A word on honey: you might have noticed recent news mentioning the plight of  the honey bee. Wild and domestic bees are crucial for the pollination of over 70% of our food crops. Yet bees are disappearing around the world. While the debate on what are the main causes for colony collapse disorder rages on, sprawling monocultures, widespread use of pesticides, and loss of habitat are being singled out as the principle factors.

As city dwellers - I am assuming that most Quest followers live in urban or sub-urban areas- we often feel divorced from our food sources, but we cannot ignore the bees' misfortune. I am not expecting you to set up bee hives in your backyard (although there are increasingly more cities opening up to urban beekeepers, including Montreal), but there is much we can do to sustain our local bees. Swaths of green grass are symbols of Suburbia, but they are the equivalent of vast deserts for bees: sow flowering plants in your lawn, like clover, vetch, English daisies and alfalfa to provide bees with a diverse diet. If you have a garden, flowers are essential, as is a protected (hidden) messy area: wild bees do not build hives like the honeybee, they nest in hollow branches or in the ground. During long dry spells, provide bees (other insects and birds too) with shallow dishes of water: bees get thirsty too! And never use pesticides: a well-balanced (or an unbalanced one like mine) organic garden will sustain a beautifully diverse community that evens itself out.

Most importantly, support local bee keepers. Like any other agricultural enterprise, beekeeping is hard work and deserves every penny it asks for its production. Imported honey can be up to half the price of local honey, but local honey ensures that local crops are pollinated and that local beekeepers stay in business. By buying local honey, you will also witness the passing of the seasons, as the flavour of honey changes throughout the year.

Bon app'!

P.S. I keep forgetting to mention that summer's wild mushrooms are popping up everywhere. I am assuming from the recent heat and dry weather in British Colombia, that B.C.'s mushroom will be delayed, but the rain was evenly spaced out in the East, and the chanterelles (girolles) in Quebec have been abundant and of a good size. With a little luck , they'll be around for another week.
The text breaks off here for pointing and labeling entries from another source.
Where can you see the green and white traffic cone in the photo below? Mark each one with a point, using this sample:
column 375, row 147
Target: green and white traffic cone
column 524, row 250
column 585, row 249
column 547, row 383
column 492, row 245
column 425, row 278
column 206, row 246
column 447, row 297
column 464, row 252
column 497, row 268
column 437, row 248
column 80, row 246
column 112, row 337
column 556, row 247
P.P.S. I'm always writing about the beautiful summer we are experiencing in Quebec and Ontario because it's what I see first hand, but I know that the weather has not been as generous in other parts of Canada. I do want this blog to encompass the whole of Canada  -North America, actually- so if you notice any discrepancy between what I write about and what is happening in your area, don't hesitate to leave me a comment: I'd love to know what is cropping up in your neck of the woods!
For example, Quebec and Ontario garlic have been harvested and are in the process of being cured for storage, but out in Calgary, garlic scapes are still available.


  1. what a lovely peach rhapsody. looks and sounds delectable.